Le poète se rend en 1995 dans la bande de Gaza après
l'avènement de l'Autorité palestinienne, avant de
s'installer à Ramallah, en Cisjordanie.
En mai 1996, il est autorisé à fouler le sol d'Israël pour
la première fois depuis son exil afin d'assister aux
funérailles de l'écrivain arabe israélien Emile Habibi.

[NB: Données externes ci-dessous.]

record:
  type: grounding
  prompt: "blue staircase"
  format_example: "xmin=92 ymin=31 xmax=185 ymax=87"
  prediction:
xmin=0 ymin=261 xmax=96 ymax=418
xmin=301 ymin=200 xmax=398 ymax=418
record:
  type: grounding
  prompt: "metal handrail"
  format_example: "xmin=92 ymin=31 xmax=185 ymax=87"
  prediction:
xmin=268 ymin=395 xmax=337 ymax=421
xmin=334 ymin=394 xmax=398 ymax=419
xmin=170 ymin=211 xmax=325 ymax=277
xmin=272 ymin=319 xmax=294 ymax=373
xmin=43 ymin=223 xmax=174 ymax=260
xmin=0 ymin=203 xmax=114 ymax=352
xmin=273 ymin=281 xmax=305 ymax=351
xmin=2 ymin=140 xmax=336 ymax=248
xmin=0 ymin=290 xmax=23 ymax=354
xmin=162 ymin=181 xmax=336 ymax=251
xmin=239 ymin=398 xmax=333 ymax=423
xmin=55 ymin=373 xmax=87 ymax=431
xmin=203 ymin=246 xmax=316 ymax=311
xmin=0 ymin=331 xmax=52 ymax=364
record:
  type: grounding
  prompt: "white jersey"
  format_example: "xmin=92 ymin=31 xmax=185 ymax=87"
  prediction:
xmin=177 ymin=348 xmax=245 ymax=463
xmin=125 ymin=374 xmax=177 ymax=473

Le poète critiquait la "mentalité israélienne de ghetto" et
la politique israélienne qui empêche la création d'un Etat
palestinien viable.
Au festival des musiques du monde à Arles (sud-est) en
juillet dernier, il confiait préférer les thèmes universels
de l'amour, la vie, la mort à ceux purement politiques de
ses débuts et vouloir être lu "comme un poète", "pas comme
une cause".
Le poète qui a visité de nombreuses fois l’Algérie était
souvent lucide et ne se faisait pas beaucoup d’illusions sur
le monde contenporain.
« Arabes et musulmans, confrontés à un "despotisme
universel" américain et à des despotes locaux, ne savent
plus où ils se situent. De plus, la richesse s'étale sur
tous les écrans, qu'ils comparent à leur misère. Ils ont le
sentiment d'être poussés hors de l'Histoire. Résultat : ils
se rétractent sur leurs constantes historiques — une
attitude par définition passéiste. Ces blessures se
gangrènent. Or les repères sont perdus. Nationalisme et
tiers-mondisme, socialisme et communisme ont tous failli. Il
ne reste pas même la prééminence du droit, puisque dans leur
zone le droit international n'a pas cours. Israël s'y
soustrait depuis si longtemps sans que rien ne se passe. »,
disait-il, en 2006, au journal français le Monde. « Le
présent nous étouffe et déchire les identités. C'est
pourquoi je ne trouverai mon moi véritable que demain,
lorsque je pourrai dire et écrire autre chose. L'identité
n'est pas un héritage, mais une création. Elle nous crée,
et nous la créons constamment. Et nous ne la connaîtrons que
demain. Mon identité est plurielle, diverse. Aujourd'hui, je
suis absent, demain je serai présent. J'essaie d'élever
l'espoir comme on élève un enfant. Pour être ce que je veux,
et non ce que l'on veut que je sois. », ajoutait Mahmoud
Darwich.
Le poète est parti mais ses écrits resteront éternellement.